Here are the books from CRT I’ve read so far:

Rebecca and Jade: Choices, by Eleanor Watkins

This was a light read on a heavy topic.  Rebecca and Jade are two girls from very different backgrounds, whose unlikely friendship carries them through a teen pregnancy.  I say it’s a light read because it’s teen fiction, so it’s simply written and I felt that it skimmed over the surface of events rather than taking time to explore emotions and character motivations more deeply.  However, it addresses the issues sensitively and thoughtfully, and includes a convincing portrayal of one of the girls’ encounter with Christianity which manages not to be too cheesy or to provide all the answers in the plot – a temptation not all Christian teen fiction manages to avoid so well.  All in all, I’d definitely recommend it to a teen audience.

 

Still Emily, by Emily Owen

This is the autobiographical story of Emily, who was diagnosed as a teenager with Neurofibromatosis and as a result faced a devastating catalogue of losses.  It’s very well written, full of honesty and a real page-turner as well: Emily invites the reader right into her experience and I was in agonies for her, especially as she described her last day of being able to hear.  But the most remarkable thing about the book is its positivity, encouragement and realistic hope as Emily, experiencing this loss of Job-like proportions, finds the place where she is still Emily and God is still God.  

As well as being lucky enough to hear her speak at CRT, I picked up two books by Emily, and I can’t wait to read the second.

 

Out of Silence, by Annie Try

As it says on the stunning front cover, this is ‘a Dr Mike Lewis story’ about a clinical psychologist who has already appeared as a smaller character in Annie Try’s ‘Trying to Fly’ but now takes centre stage.  We meet him struggling at a low point in his life, grieving the death of his son and separated from his wife.  He is given the case of ‘Johnny Two’ a refugee who so far has not said a word – but why is he so silent?
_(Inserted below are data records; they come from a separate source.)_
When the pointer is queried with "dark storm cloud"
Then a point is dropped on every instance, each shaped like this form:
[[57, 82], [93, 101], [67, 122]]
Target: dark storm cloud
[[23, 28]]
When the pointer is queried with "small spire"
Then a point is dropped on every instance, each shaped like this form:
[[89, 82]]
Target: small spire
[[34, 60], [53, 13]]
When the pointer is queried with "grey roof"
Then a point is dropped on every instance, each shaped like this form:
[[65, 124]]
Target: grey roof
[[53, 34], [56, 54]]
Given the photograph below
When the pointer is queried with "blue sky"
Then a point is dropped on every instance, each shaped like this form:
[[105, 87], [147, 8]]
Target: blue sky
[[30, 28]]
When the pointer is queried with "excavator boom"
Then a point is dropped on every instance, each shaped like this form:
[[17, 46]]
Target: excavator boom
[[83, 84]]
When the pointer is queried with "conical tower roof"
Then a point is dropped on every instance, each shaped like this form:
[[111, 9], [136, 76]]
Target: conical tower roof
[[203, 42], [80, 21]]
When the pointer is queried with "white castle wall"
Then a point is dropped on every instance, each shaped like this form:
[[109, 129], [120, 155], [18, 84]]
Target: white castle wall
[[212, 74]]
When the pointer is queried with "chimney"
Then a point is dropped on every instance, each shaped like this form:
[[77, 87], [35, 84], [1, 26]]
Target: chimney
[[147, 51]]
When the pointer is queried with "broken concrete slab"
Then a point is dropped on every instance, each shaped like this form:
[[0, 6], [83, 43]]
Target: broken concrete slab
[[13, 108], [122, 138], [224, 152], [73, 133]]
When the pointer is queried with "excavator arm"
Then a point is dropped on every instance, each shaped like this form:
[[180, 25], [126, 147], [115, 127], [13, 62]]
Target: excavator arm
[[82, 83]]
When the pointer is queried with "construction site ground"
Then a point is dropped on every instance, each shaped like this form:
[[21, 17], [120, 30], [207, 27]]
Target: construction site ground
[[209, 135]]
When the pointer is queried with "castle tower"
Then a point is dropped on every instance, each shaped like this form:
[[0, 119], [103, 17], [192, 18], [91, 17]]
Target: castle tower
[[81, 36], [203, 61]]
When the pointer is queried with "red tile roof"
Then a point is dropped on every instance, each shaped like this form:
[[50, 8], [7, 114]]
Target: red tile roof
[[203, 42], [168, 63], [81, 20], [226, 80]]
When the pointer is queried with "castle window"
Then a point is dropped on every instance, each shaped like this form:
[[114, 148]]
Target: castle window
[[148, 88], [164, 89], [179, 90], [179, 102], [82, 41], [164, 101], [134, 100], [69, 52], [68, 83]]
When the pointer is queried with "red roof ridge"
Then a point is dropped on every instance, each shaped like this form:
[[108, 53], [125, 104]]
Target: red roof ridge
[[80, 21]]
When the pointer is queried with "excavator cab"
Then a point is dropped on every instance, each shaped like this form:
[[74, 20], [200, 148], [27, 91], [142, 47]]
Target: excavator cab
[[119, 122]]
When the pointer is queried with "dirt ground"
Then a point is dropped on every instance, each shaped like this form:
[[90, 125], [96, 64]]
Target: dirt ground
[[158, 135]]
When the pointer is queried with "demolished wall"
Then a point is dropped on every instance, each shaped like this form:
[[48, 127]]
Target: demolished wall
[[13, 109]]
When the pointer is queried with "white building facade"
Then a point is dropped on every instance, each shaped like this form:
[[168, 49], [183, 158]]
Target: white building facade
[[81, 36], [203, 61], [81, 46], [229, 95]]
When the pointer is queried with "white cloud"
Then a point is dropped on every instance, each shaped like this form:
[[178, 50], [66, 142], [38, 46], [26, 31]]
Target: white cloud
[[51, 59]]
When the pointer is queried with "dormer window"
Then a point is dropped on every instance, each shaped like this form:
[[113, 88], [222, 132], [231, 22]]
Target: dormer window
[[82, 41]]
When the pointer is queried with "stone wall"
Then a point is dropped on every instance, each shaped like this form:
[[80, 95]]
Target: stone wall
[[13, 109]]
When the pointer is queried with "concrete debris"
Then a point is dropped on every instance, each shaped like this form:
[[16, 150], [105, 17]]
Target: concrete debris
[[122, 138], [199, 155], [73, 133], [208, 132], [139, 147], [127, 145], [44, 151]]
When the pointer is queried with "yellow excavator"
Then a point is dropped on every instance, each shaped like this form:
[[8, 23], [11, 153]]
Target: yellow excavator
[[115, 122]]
The double plot of Mike’s relationships and Johnny’s trauma make this a page-turner, and I really enjoyed reading it, though I still felt by the end that some loose ends hadn’t been tied up – left for future Dr Mike books, perhaps?  It was fun to spot the previous character and plotline from ‘Trying to Fly’ making brief appearances through this book, so I’m hoping that clients who got no more than a tantalising mention or two might eventually appear at the centres of their very own stories!